Will Australia’s Looming Grocery War “F@ck” The Ad Business?
If we’re not already in the midsts of one, a looming price war between Australia’s major grocers could have dire repercussions on media businesses already struggling with margins.
The players – Coles, Woolies, ALDI and IGA – are already slashing their prices to keep market share; great news for shoppers, bad news for marketing budgets everywhere. Putting it in its most simplest of terms, there has to be some give somewhere when you’re selling milk for a dollar and that’s increasingly in diminished ad spend.
As one media boss told B&T anonymously in February: “It (the grocery war) is bad for all the suppliers and therefore all the vertically integrated suppliers that supply to the suppliers and it’s fucking our industry and it’s going to screw a lot of brands and businesses,” he moaned. “(Cheaper prices) are coming at a cost of squeezing its suppliers and driving the entire profit and margin out of a lot of companies.”
Six weeks ago, Woolworths announced it would spend half-a-billion slashing prices, updating stores and attempting to tell everybody it was now “Cheap Cheap” (an attempt to throw off the perception it’s the priciest of the four). Many of Woolies’ top line grocery products have subsequently been reduced by more than a third.
https://www.youtube.com/watch?v=vd0jTlvLMtA
Last week, financial firm UBS released a report confirming that if Australia’s grocers weren’t already at each other’s throats then a full-scale war was just around the corner. It cited Woolies’ $500 million spend as the catalyst and said the fallout could be similar, or worse, to what’s just happened in the UK. Over in Old Blighty its top four grocers entered a price war about three years ago and margins subsequently halved.
What’s even more alarming for the ad business, the UBS report said previous ding-dongs between Coles and Woolies had been waged using slick and expensive TV and marketing campaigns. But not this time around.
“Historically, Australian supermarkets have been engaged in a marketing war,” the UBS report said. “However, the step-up in focus on price and material slowing in Woolworths’ performance suggest a price war is brewing.” Result? More one-dollar milk, less ad spend.
The UBS report said the IGA chain was the least likely of the four to have the war chest to fight any price war and should solely focus on being different, while it predicted growth across the sector would fall to about four per cent rather than five-and-a-half per cent and “margins would be cut across the sector”.

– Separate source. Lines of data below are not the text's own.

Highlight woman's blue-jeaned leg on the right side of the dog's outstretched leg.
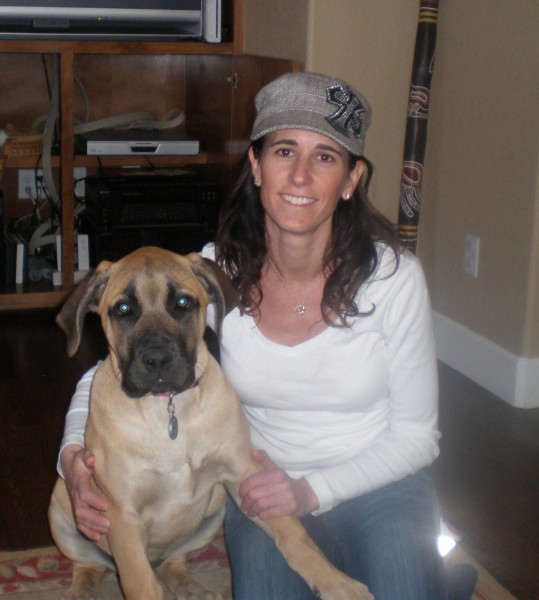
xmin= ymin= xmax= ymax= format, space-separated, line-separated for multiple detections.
xmin=331 ymin=473 xmax=446 ymax=600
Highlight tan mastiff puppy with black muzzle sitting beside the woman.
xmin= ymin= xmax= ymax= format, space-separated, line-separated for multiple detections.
xmin=49 ymin=247 xmax=372 ymax=600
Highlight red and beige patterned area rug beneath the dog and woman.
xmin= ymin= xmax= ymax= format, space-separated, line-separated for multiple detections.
xmin=0 ymin=536 xmax=516 ymax=600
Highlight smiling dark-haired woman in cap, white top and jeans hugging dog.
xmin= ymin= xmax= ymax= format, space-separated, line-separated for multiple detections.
xmin=61 ymin=73 xmax=469 ymax=600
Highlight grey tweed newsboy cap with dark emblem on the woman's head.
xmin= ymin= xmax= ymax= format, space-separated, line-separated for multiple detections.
xmin=251 ymin=73 xmax=371 ymax=156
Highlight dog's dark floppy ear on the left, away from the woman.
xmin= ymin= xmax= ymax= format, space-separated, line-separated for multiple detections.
xmin=56 ymin=261 xmax=111 ymax=356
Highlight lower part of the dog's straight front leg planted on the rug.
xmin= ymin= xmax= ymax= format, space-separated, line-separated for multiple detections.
xmin=107 ymin=508 xmax=163 ymax=600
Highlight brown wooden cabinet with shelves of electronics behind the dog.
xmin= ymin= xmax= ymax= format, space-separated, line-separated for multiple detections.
xmin=0 ymin=0 xmax=298 ymax=310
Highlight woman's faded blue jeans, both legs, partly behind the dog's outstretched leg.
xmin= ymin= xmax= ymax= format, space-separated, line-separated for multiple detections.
xmin=225 ymin=472 xmax=447 ymax=600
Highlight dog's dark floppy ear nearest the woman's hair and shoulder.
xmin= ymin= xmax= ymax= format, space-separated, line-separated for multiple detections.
xmin=186 ymin=252 xmax=239 ymax=324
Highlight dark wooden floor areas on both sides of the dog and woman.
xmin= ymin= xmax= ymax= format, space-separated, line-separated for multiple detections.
xmin=0 ymin=310 xmax=539 ymax=600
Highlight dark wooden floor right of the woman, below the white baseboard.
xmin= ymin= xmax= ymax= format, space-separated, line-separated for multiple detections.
xmin=431 ymin=364 xmax=539 ymax=600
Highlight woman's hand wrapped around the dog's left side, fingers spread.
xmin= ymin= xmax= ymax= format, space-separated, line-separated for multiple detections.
xmin=61 ymin=444 xmax=110 ymax=542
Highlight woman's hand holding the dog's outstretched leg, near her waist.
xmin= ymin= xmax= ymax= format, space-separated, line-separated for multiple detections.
xmin=240 ymin=450 xmax=318 ymax=521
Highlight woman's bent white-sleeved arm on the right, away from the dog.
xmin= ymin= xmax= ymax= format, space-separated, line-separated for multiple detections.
xmin=306 ymin=256 xmax=440 ymax=512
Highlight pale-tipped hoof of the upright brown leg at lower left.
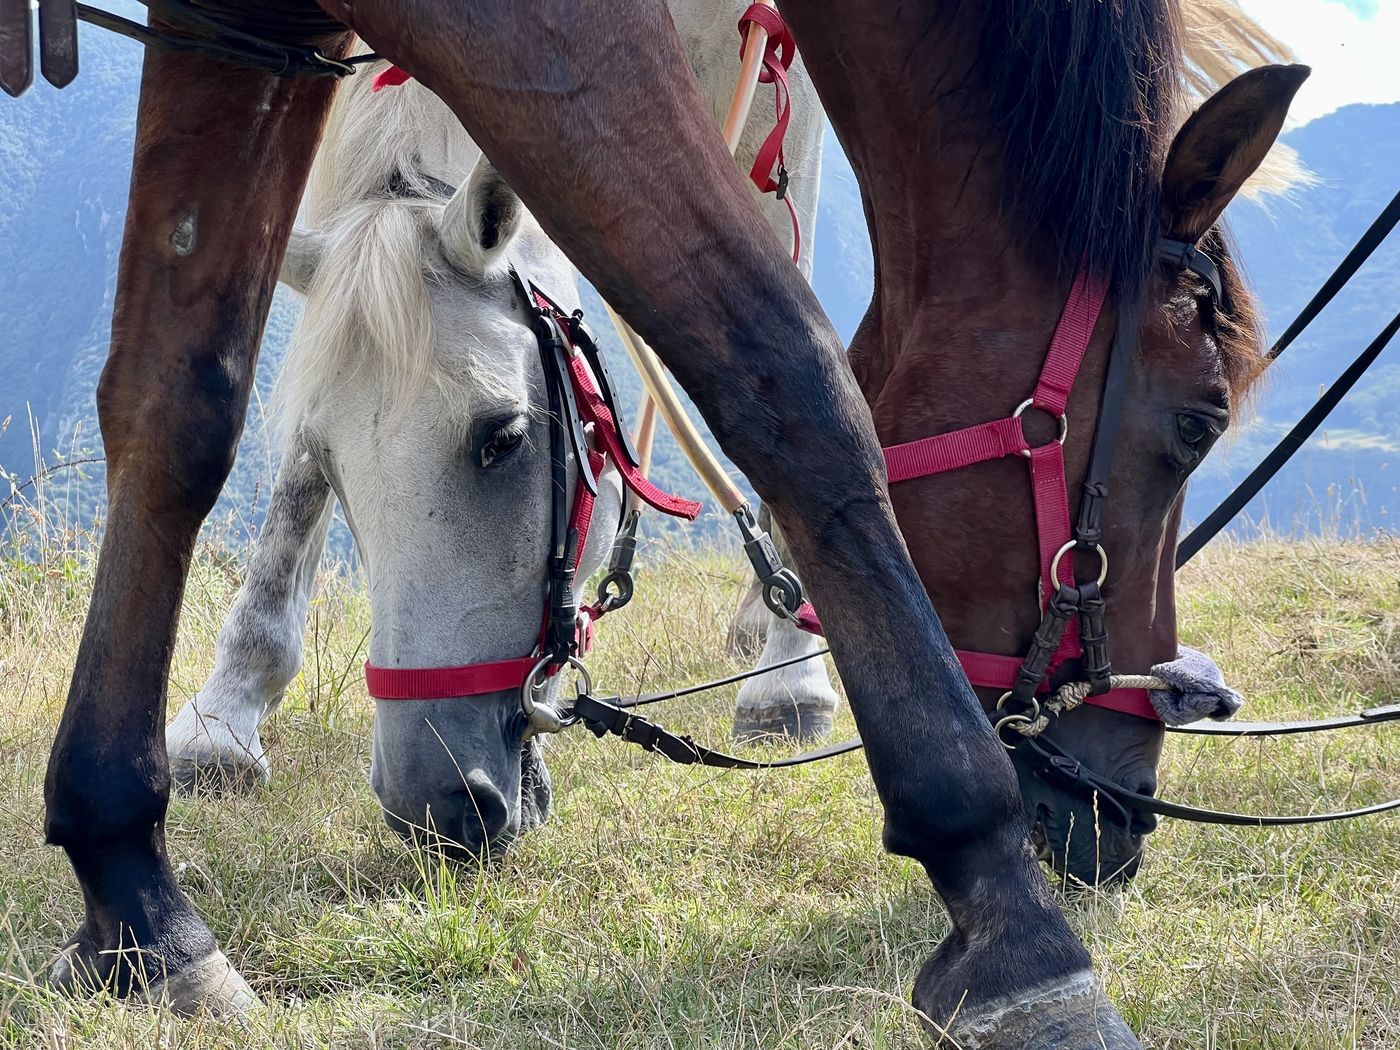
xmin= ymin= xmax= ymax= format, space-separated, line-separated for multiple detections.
xmin=49 ymin=938 xmax=260 ymax=1021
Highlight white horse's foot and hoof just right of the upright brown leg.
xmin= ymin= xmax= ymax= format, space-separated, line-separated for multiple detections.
xmin=165 ymin=697 xmax=272 ymax=795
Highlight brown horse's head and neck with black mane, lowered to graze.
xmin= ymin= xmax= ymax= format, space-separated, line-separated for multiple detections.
xmin=798 ymin=0 xmax=1308 ymax=883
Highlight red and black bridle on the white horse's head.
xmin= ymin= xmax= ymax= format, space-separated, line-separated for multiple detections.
xmin=364 ymin=267 xmax=700 ymax=700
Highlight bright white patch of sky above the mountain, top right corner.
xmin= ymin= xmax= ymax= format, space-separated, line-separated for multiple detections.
xmin=1240 ymin=0 xmax=1400 ymax=123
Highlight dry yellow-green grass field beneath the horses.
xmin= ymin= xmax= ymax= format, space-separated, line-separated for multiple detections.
xmin=0 ymin=529 xmax=1400 ymax=1050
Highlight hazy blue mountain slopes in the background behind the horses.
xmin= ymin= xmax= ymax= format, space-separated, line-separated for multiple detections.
xmin=0 ymin=20 xmax=1400 ymax=551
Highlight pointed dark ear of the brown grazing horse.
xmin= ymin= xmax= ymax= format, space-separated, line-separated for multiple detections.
xmin=1162 ymin=66 xmax=1312 ymax=242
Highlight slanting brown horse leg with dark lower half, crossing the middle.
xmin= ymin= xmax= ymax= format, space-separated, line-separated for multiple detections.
xmin=321 ymin=0 xmax=1133 ymax=1047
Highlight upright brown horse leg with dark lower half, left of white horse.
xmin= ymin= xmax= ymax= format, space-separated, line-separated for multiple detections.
xmin=45 ymin=32 xmax=352 ymax=1009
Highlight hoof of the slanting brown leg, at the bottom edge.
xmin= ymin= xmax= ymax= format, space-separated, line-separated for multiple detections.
xmin=914 ymin=973 xmax=1142 ymax=1050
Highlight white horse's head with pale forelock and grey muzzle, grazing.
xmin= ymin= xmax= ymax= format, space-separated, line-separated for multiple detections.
xmin=279 ymin=160 xmax=622 ymax=854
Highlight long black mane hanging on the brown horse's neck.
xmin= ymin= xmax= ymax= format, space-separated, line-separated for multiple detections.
xmin=949 ymin=0 xmax=1183 ymax=293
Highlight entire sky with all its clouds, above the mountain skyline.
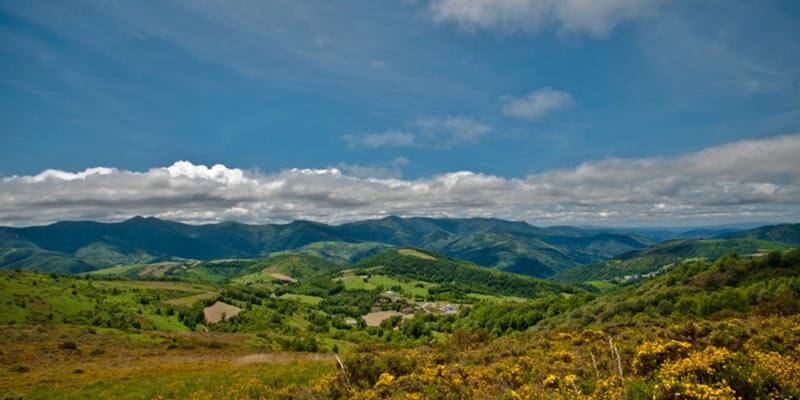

However, there’s a delicious irony in all this. Coles and Woolies not only want but often insist its suppliers spend a considerable amount on ‘above the line’ – expensive TVCs on commercial stations often their favoured approach. A tough strategy to fund when they’re also slashing your margins to virtually zilch.
Media stalwart and commentator, Fusion Strategy’s Steve Allen agrees. The big two, he says, increasingly want suppliers to pay them directly just to have a product listed.
“They’re all playing the same game,” Allen told B&T. “It costs more to product list, it costs more for your facings, it costs more for the merchandising, it costs more for the promotional deals, and that all comes out of the marketing pot and that means less ad spend.
“The manufacturers are supporting their brands, it’s just more and more of it’s going to directly to the retailers and less of the spend is going to media agencies and advertising agencies. Everybody’s bottom lines are suffering,” Allen said. “The smaller guys, particularly, it’s increasingly difficult to run a brand campaign and stay in favour with the major retailers because so much money these days is spent currying favour with them and getting your product kept on the shelves.
“It’s not a deliberate attack but there is quite a concerted attack on what, historically, has been the second biggest advertising product category in the market place,” he said.
Allen also took aim at Coles’ and Woolies’ claims that they were loyal to and worked alongside their suppliers. “The reality is they couldn’t give a rat’s arse about their supplier’s business,” Allen surmised. “If one supplier goes out of business they will quickly find another one to replace it or just fill it with a house brand.”
Grocery wars aside, there were more immediate problems for media agencies, Allen argued. He griped that the calibre of commercial TV in Australia was so dire at present that increasingly advertisers didn’t want to fork out for expensive TVCs supporting it, preferring cheaper (and often digital) alternatives. Product placement on the likes of My Kitchen Rules a case in point.
“There’s no question ad spend would dramatically rise if Seven, Nine and Ten worked harder on improving their programming,” Allen concluded.
This can of worms for another B&T day.